The Prince of Tides (1991)
Directed by Barbra Streisand
Written by Pat Conroy and Becky Johnston
Starring Nick Nolte, Barbra Streisand, Blythe Danner,
Kate Nelligan, Melinda Dillon, George Carlin, Jeroen Krabbé,
Jason Gould, Brad Sullivan
Based on the novel by Pat Conroy
Oscar Nominations - Best Picture, Best Actor (Nick Nolte),
Best Supporting Actress (Kate Nelligan), Best Adapted Screenplay, Best Cinematography, Best Art Direction, Best Original Score (James Newton Howard)
Oscar bait is a coin toss sometimes. There's hardly ever any middle ground. They are either cliched dramas you've seen a million times or they really are something to behold. For me, The Prince of Tides is the latter, and a total surprise. I fully expected this to be a slow, dull affair, but it's actually a poignant, engaging drama about conquering your personal demons. Nick Nolte delivers what is likely the performance of his career, and his chemistry with Barbra Streisand is electric.
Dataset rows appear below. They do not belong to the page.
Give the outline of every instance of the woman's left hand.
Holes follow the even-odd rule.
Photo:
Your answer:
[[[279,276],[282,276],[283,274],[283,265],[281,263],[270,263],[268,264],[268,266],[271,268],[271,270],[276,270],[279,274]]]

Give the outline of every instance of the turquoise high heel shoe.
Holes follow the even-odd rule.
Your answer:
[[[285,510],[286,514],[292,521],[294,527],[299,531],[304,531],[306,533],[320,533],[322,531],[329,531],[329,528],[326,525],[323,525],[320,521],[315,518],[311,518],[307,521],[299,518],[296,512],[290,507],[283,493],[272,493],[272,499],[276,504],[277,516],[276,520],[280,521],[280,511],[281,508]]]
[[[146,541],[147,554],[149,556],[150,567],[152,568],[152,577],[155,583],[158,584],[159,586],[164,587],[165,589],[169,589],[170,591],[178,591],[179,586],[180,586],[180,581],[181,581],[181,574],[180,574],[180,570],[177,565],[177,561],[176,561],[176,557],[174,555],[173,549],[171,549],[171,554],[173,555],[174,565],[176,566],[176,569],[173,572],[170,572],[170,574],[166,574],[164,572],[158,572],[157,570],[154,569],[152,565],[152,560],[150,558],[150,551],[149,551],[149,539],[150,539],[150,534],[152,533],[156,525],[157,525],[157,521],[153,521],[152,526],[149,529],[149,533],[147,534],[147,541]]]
Every subplot is interesting and has meaning to the larger story. It's a shame this didn't take home any statues back at the 64th Academy Awards, but then again, it did go up against The Silence of the Lambs.
One day, South Carolina born and raised Tom Wingo (Nolte) learns his sister tried to kill herself. Tom goes to New York to be with her and starts talking to her psychiatrist, Dr. Susan Lowenstein (Streisand). The two hit it off, first as friends and then it starts to deepen. More so, she is able to get Tom to open up about his abusive, horrific childhood. There's a particular moment that comes out of fucking nowhere that will stay in my head forever. It's amazing how Tom is determined not to let his trauma ruin his life or his kids' lives, although it does put a strain on his marriage. There are more than a few tearful moments in this film.
The Prince of Tides, I would argue, is severly underrated at this point. It was a box office hit, it was up for seven Oscars, and yet nobody is talking about it anymore. Nolte and Streisand are fantastic together, the subject matter is fairly relatable, the score is gorgeous, and the message is powerful. Don't internalize your pain. Let it out, work through it, and you'll be okay.